Cancer Resources > Cancer News > 2004 > December

New leukemia drugs more effective, studies show
Last Updated: 2004-12-06 13:56:13 -0400 (Reuters Health)
WASHINGTON (Reuters) - Next-generation leukemia drugs, designed to help patients who do not respond to Gleevec, appear to be more effective than researchers expected, according to presentations at the annual meeting of the American Society of Hematology in San Diego.
In one phase I trial financed by Bristol-Myers, 31 of 36 patients with advanced chronic myeloid leukemia (CML), who had not been helped by Gleevec, had a complete hematologic response to BMS-354825.
This translates to an 86% remission rate, said Dr. Charles Sawyers, a Howard Hughes Medical Institute investigator at the University of California Los Angeles, who is helping test the drug.

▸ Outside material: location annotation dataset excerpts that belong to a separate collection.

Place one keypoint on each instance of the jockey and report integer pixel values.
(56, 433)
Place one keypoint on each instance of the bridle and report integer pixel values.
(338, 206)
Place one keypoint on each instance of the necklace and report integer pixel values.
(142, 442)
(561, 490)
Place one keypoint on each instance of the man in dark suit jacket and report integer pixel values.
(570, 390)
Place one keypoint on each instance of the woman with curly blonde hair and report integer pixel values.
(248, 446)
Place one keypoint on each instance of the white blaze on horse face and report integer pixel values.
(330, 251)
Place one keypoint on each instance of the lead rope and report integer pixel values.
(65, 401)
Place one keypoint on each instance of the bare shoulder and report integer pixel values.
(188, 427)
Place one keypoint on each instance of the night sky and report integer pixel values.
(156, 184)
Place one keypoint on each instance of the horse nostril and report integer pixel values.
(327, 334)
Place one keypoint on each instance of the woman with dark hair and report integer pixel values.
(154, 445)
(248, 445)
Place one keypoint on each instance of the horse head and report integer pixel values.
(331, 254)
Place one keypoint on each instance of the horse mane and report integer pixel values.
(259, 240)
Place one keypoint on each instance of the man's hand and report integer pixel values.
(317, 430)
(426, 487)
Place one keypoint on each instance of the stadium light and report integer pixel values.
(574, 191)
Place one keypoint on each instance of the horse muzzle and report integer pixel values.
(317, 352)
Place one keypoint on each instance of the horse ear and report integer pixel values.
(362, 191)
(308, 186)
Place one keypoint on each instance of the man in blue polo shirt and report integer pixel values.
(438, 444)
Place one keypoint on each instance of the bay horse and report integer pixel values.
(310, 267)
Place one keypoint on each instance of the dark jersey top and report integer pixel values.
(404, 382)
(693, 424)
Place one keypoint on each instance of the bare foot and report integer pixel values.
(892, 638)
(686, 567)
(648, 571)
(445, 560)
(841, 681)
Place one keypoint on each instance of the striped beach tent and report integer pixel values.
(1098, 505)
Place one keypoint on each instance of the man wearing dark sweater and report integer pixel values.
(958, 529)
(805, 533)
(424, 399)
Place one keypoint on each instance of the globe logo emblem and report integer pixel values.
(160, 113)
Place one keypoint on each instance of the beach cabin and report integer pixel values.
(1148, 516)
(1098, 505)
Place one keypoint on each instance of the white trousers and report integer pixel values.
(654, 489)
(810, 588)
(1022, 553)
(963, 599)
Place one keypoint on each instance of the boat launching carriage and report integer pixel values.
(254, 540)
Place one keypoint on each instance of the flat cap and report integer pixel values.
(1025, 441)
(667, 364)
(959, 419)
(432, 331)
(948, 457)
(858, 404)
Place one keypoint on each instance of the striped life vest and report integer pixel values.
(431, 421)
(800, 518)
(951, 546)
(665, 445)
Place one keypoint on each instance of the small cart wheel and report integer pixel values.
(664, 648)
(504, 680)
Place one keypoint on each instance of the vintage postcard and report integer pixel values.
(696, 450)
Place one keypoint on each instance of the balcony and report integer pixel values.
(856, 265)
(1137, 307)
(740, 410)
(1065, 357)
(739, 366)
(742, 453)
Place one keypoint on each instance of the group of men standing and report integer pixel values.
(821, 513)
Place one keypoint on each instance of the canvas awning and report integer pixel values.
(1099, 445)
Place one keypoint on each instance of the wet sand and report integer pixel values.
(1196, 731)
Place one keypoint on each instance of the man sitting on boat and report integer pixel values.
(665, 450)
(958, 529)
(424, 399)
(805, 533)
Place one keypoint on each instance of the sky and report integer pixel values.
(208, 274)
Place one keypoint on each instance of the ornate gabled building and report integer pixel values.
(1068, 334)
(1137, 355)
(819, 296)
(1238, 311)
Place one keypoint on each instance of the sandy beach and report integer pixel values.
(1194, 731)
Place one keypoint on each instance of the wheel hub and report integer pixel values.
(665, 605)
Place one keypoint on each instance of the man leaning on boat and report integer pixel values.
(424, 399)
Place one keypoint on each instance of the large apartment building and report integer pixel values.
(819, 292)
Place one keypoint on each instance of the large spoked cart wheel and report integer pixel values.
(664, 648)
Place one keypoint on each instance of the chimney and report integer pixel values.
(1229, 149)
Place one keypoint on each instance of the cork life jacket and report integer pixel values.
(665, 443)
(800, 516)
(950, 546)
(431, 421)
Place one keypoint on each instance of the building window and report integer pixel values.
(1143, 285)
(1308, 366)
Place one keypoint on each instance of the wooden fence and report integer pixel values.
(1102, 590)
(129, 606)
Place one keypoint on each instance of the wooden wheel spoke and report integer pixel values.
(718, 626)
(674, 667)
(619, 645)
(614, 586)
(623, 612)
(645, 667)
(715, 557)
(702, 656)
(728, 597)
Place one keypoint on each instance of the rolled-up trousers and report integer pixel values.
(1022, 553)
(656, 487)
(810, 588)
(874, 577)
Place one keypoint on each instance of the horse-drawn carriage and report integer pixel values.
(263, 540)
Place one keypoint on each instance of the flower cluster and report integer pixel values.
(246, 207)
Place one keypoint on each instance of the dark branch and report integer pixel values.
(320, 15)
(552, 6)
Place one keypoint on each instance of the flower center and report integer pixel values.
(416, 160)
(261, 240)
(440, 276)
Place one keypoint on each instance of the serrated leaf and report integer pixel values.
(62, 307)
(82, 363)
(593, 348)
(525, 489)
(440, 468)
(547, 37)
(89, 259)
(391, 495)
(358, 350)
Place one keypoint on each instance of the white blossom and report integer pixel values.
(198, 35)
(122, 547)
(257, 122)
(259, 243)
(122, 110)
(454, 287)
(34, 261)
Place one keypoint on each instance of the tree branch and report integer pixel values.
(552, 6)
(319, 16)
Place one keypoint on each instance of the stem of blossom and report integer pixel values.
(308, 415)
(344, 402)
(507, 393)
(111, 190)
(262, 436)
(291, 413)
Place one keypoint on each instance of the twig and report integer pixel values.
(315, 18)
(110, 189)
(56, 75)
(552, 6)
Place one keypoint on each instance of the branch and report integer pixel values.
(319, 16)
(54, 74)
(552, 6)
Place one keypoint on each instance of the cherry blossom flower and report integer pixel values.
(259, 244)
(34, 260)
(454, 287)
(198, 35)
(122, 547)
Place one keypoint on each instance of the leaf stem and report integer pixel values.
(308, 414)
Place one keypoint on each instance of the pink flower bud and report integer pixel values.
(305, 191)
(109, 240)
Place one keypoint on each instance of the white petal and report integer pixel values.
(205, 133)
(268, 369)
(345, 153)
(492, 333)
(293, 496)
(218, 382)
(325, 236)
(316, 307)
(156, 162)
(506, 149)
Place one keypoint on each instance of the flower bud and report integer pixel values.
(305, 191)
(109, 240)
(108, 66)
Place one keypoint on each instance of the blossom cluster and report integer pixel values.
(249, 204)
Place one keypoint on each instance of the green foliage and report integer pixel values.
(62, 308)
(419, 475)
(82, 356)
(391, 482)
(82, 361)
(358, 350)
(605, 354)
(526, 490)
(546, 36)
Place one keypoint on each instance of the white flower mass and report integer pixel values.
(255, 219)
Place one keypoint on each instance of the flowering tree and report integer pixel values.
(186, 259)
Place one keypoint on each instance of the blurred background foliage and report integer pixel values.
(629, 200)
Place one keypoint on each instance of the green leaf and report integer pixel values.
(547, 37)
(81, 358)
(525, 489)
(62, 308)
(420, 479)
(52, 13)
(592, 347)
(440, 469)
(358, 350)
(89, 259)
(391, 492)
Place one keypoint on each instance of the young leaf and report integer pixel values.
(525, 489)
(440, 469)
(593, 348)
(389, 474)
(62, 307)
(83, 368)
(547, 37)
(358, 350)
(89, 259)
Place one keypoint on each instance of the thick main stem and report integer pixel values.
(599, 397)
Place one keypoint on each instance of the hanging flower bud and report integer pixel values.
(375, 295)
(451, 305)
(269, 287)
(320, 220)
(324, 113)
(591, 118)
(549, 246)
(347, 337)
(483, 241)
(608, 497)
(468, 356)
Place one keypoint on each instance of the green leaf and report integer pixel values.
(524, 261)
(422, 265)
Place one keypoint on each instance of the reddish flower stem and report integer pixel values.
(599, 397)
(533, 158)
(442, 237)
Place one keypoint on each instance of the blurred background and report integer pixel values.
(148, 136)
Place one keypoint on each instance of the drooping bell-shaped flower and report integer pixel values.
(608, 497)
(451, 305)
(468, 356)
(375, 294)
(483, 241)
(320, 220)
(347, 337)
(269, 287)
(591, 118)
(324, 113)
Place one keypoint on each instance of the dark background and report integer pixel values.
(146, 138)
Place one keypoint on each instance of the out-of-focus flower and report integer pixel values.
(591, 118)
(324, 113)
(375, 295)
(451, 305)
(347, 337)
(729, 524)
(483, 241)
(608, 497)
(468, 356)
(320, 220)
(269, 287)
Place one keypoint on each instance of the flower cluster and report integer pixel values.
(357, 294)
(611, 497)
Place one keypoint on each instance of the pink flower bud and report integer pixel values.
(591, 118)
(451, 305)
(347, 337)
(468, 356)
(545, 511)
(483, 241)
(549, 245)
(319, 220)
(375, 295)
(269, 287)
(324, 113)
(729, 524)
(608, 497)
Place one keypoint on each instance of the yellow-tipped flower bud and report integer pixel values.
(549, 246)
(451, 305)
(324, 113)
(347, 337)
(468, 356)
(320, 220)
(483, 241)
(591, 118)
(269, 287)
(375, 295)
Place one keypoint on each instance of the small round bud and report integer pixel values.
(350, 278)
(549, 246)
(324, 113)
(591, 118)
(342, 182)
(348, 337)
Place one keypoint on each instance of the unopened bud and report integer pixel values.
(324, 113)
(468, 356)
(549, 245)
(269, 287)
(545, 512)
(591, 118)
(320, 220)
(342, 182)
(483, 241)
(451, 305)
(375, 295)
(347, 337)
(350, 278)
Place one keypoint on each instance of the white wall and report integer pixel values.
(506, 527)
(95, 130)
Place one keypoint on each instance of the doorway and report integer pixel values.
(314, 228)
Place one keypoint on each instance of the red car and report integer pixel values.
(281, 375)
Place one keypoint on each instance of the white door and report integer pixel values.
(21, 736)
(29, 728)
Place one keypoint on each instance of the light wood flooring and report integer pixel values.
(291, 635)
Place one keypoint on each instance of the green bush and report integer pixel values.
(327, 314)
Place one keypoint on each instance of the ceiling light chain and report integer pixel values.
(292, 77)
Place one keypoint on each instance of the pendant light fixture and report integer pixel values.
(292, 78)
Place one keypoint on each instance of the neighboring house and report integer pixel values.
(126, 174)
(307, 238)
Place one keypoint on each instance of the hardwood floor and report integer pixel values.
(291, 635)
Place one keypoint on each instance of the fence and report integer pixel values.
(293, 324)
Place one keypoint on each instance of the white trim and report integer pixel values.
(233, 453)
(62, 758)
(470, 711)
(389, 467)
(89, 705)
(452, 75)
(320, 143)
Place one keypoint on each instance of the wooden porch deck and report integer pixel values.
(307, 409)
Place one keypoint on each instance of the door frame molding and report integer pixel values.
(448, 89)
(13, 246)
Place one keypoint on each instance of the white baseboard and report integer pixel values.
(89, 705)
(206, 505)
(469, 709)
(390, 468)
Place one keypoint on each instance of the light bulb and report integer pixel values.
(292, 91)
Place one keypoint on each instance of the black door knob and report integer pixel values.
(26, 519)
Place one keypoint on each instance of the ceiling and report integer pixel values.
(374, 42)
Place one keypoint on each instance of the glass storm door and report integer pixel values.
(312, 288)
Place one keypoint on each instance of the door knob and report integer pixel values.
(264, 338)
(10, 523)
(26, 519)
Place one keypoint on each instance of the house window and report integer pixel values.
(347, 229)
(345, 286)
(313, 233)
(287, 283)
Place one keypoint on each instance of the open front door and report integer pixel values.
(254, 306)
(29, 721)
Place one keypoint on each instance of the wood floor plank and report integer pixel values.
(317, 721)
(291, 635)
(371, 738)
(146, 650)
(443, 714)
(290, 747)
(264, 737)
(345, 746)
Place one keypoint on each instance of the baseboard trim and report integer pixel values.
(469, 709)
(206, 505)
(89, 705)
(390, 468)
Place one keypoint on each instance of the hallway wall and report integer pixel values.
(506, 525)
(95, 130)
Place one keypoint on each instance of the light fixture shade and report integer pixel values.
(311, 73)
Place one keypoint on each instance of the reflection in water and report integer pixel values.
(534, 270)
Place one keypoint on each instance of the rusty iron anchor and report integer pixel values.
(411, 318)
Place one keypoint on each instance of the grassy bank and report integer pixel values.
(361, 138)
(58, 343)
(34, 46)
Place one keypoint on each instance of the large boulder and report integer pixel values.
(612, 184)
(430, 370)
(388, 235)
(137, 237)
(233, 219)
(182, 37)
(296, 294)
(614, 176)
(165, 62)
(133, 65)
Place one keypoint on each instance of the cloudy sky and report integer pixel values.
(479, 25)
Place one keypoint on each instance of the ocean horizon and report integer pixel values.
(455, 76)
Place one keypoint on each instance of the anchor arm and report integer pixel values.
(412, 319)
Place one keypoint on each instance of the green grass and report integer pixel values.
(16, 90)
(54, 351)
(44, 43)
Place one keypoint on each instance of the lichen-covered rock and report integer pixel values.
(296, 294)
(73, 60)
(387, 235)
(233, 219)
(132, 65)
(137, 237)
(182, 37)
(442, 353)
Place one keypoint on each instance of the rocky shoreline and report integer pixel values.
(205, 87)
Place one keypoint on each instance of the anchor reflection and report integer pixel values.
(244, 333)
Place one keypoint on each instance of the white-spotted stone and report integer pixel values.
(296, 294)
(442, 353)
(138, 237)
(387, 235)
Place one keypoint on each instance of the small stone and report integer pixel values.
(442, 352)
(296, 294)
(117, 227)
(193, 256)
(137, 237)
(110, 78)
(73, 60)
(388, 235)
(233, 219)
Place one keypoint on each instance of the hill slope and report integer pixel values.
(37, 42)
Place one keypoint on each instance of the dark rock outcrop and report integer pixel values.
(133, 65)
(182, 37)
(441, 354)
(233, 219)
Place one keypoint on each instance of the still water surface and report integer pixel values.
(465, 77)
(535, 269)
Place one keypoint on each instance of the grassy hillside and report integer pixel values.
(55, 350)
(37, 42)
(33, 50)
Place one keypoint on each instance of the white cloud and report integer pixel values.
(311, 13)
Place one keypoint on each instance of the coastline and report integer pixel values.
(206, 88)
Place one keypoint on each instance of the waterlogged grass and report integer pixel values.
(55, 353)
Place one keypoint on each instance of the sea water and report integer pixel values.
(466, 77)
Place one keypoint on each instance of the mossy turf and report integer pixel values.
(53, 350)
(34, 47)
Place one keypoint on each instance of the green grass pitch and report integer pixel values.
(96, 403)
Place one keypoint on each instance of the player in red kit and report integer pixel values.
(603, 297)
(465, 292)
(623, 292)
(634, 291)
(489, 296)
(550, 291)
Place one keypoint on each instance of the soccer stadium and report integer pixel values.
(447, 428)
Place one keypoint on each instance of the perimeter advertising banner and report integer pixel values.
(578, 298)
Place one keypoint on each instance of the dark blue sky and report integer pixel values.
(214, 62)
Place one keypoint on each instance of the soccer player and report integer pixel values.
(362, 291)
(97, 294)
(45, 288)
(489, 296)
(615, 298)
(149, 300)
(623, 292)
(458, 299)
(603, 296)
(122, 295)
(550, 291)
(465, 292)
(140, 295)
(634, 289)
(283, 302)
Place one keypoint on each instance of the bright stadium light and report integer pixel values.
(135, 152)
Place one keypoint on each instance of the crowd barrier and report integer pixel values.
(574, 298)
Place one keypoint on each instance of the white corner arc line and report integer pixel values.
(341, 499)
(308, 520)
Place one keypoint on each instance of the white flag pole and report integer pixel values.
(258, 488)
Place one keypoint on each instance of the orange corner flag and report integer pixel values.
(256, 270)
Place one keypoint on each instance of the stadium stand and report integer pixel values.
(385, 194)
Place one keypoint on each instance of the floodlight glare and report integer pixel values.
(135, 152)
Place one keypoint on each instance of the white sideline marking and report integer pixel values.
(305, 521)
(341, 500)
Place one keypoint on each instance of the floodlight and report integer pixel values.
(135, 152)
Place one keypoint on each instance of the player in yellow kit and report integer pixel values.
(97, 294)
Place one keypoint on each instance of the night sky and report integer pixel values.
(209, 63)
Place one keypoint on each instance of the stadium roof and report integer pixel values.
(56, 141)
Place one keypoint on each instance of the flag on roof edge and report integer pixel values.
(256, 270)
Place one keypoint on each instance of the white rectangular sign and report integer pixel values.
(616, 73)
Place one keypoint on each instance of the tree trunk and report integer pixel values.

"Certainly it is wonderful. It will save lives," added Dr. Alan Kinniburgh, senior vice president of research for The Leukemia and Lymphoma Society.
Oncologists hope the approach may work in many other cancers, too.
Dr. Kinniburgh said it is likely that the drugs will be used in combination. "I know of no cancer where one single drug has ever cured the cancer," he said.
While Gleevec (Novartis) targets the BCR-ABL enzyme, BMS-354825 affects a different enzyme called SRC.
Dr. Sawyers said he and colleagues worried that there could be unforeseen side effects in patients, because no one had ever tested a SRC inhibitor in humans. But so far it seems safe, he said.
Meanwhile, Novartis also designed its own new compound, AMN107, dubbed "super Gleevec," to overcome the weaknesses in Gleevec. It is in phase I trials in 76 patients with advanced leukemia and has shown a strong response in half of them, said Dr. Francis Giles of the M. D. Anderson Cancer Center in Houston.
"The response rates were dramatic," Dr. Giles said in a telephone interview after presenting his findings. Dr. Giles and colleagues started patients on very low doses of AMN107, but he believes higher doses will show even better responses.
AMN107 is up to 30 times more potent than Gleevec because it was designed to more efficiently bind to the BCR-ABL enzyme, Dr. Giles said. "Clearly, we have a decent shot at a cure," he said.